Crews from the Metropolitan Mosquito Control District started treating 100 acres of marshes last week.
They are focused on a certain species of mosquito; one that has an unusual life cycle and loves to bite people.
"These are human biters. Very aggressive, very large," Metropolitan Mosquito Control District spokesperson Mike McLean said. "They come out of these sites whether it rains or not, right around the Fourth of July."
And that is why the MMCD has tried to get them before they get us for the last several years.
They are called "cattail mosquitoes" because of where they like to hang out when they are young.

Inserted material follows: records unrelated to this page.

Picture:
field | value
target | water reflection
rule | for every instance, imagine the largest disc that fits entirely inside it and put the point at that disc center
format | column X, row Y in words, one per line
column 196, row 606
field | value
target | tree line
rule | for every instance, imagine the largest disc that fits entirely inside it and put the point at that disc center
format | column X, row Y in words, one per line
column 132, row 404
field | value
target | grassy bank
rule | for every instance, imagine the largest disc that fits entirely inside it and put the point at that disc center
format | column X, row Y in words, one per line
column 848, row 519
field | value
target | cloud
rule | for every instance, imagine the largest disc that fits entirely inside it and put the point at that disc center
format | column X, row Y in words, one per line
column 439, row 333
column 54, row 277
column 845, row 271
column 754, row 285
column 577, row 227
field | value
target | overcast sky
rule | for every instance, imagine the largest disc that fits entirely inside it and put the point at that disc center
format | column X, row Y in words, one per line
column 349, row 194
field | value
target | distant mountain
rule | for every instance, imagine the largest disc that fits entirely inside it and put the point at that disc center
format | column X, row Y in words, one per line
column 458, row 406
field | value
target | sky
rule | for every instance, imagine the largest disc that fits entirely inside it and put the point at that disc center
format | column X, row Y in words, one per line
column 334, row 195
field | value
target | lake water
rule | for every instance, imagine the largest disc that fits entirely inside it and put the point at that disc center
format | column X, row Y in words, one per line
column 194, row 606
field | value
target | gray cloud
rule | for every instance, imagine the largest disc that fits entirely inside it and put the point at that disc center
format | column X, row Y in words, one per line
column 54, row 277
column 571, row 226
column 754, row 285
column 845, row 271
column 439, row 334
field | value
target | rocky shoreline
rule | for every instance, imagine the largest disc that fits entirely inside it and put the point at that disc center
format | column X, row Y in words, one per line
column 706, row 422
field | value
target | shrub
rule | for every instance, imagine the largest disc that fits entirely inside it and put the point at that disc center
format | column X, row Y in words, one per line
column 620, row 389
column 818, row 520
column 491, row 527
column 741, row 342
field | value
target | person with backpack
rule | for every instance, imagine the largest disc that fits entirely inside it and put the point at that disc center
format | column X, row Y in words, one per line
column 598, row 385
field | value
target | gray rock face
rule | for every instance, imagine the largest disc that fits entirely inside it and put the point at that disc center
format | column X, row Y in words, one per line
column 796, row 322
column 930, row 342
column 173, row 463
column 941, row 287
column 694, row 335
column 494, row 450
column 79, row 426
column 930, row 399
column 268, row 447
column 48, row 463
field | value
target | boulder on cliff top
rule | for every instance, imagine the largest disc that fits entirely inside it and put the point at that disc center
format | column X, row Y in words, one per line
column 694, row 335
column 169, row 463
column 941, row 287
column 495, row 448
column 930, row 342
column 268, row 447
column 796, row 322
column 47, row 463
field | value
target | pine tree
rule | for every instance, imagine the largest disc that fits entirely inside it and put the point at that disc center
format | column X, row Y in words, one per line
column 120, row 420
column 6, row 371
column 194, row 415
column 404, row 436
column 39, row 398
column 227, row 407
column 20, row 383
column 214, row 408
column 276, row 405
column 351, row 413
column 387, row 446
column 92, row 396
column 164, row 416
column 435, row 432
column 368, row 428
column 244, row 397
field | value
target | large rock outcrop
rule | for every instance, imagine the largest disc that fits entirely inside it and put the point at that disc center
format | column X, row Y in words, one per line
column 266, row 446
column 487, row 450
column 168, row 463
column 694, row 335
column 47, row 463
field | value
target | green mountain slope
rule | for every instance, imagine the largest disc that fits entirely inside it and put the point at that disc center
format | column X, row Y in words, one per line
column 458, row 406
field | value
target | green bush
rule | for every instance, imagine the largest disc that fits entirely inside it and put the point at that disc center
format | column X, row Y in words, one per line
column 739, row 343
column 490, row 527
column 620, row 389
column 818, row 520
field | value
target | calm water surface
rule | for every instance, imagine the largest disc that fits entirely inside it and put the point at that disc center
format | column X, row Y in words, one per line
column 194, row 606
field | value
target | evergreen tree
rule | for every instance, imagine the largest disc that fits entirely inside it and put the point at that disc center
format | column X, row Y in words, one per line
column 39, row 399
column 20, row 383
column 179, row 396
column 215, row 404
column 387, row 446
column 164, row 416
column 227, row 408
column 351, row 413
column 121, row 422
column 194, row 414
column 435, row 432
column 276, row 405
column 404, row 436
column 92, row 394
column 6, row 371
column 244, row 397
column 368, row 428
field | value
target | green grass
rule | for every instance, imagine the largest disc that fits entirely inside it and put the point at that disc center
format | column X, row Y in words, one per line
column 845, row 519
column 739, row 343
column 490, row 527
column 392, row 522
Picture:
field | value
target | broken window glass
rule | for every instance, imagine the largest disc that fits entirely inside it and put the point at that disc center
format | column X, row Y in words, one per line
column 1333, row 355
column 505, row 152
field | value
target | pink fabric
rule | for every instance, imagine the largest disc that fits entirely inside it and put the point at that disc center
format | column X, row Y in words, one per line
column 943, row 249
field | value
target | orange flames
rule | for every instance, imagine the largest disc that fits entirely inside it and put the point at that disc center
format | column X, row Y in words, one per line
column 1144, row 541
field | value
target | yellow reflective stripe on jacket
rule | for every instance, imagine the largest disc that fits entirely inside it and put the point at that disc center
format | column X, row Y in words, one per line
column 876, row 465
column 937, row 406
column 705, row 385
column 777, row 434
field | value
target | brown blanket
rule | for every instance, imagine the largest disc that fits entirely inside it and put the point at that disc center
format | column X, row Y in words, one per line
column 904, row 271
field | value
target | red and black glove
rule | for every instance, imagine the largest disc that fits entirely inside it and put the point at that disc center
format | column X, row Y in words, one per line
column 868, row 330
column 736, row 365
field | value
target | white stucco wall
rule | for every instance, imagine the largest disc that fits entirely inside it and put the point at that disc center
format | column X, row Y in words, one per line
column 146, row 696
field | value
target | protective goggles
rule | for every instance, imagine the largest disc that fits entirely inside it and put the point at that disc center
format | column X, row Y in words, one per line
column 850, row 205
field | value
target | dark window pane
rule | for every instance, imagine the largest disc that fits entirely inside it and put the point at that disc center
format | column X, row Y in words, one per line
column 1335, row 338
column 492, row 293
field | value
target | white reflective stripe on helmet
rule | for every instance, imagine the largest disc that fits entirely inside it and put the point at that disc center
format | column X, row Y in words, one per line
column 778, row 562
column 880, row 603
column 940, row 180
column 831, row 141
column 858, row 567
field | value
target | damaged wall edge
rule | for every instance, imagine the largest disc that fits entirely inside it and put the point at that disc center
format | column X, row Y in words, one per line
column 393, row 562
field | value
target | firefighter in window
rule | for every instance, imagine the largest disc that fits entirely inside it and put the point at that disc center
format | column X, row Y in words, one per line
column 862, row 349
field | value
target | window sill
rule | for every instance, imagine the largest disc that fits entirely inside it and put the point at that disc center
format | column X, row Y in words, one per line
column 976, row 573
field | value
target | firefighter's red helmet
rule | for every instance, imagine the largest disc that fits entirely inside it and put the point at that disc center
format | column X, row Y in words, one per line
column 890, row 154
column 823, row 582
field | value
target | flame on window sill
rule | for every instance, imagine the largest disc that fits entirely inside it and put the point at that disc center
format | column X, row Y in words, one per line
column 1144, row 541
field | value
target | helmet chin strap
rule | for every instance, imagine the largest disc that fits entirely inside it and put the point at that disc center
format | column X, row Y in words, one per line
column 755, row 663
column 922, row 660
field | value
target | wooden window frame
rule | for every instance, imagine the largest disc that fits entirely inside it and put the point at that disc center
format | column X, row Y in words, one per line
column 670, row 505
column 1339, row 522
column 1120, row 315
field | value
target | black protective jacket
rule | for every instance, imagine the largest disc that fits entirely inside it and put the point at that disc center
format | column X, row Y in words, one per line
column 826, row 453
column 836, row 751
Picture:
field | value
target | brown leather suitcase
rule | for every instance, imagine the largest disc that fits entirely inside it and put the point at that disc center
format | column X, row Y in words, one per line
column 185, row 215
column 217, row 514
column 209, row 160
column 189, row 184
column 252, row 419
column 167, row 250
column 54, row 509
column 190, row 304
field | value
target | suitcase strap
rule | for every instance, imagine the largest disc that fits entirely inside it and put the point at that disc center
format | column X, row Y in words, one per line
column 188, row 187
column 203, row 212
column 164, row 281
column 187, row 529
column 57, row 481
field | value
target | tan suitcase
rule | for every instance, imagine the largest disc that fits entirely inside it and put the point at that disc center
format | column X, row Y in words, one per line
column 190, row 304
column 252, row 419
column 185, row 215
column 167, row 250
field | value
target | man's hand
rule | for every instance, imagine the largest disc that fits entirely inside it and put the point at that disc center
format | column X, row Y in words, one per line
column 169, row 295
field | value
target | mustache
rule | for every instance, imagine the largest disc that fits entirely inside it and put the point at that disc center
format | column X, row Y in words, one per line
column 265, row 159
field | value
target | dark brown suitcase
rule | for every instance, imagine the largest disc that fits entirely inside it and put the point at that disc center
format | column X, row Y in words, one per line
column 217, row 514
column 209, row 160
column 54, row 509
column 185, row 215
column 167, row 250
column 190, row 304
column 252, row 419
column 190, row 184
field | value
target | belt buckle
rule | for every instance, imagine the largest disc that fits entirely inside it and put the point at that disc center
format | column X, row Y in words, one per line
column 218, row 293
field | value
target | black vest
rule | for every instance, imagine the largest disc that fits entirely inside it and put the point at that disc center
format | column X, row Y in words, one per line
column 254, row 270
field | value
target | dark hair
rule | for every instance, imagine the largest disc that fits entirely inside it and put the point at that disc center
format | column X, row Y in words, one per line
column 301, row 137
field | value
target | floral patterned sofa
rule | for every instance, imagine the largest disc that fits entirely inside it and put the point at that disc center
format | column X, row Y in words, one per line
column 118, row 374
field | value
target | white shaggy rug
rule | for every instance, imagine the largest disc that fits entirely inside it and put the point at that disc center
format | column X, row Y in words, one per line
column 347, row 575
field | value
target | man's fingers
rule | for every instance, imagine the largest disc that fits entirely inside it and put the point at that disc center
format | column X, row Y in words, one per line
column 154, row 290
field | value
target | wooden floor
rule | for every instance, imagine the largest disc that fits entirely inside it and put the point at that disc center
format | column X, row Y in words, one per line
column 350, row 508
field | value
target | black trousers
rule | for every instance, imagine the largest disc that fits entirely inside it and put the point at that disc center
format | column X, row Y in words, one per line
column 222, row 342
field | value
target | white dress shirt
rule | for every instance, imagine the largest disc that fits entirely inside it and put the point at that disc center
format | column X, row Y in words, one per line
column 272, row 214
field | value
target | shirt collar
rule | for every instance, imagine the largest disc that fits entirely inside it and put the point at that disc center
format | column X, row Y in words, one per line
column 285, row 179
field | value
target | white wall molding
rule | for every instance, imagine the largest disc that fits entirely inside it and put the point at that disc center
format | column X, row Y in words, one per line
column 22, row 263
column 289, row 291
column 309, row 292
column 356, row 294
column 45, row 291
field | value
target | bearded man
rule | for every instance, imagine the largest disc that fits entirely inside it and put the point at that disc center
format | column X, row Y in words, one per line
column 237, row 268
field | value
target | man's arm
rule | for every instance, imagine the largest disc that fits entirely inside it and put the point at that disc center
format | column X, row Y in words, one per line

"This mosquito actually lays its eggs in the fall, and the larvae hatch out of the eggs and they drill into the little roots of the cattails that are suspended in the water," McLean said.
Because there is now ice on the lakes, there is no need to use a helicopter. Mosquito control crews can walk across the frozen water to apply the treatment in specific areas.
What they are dropping at Donahue Park in Maple Grove looks like chunks of chalk.
"The briquette sits there and then when the ice melts, it goes into the water and it's a time-release," McLean said. "It releases a material called methoprene. The methoprene actually messes with the mosquito's ability to become an adult."
With their development halted, the cattail mosquitoes no longer have the ability to be a summer pest.
"They are a particularly aggressive mosquito species and we really like to get them while we still can," he said. "Once we put it on the ice, we don't have to keep coming back here. This will be good for the whole summer."
The mosquito control crews said they have 51 identified species of mosquitoes in Minnesota.
Most of them do not bite humans. They would rather bite birds or cold-blooded animals.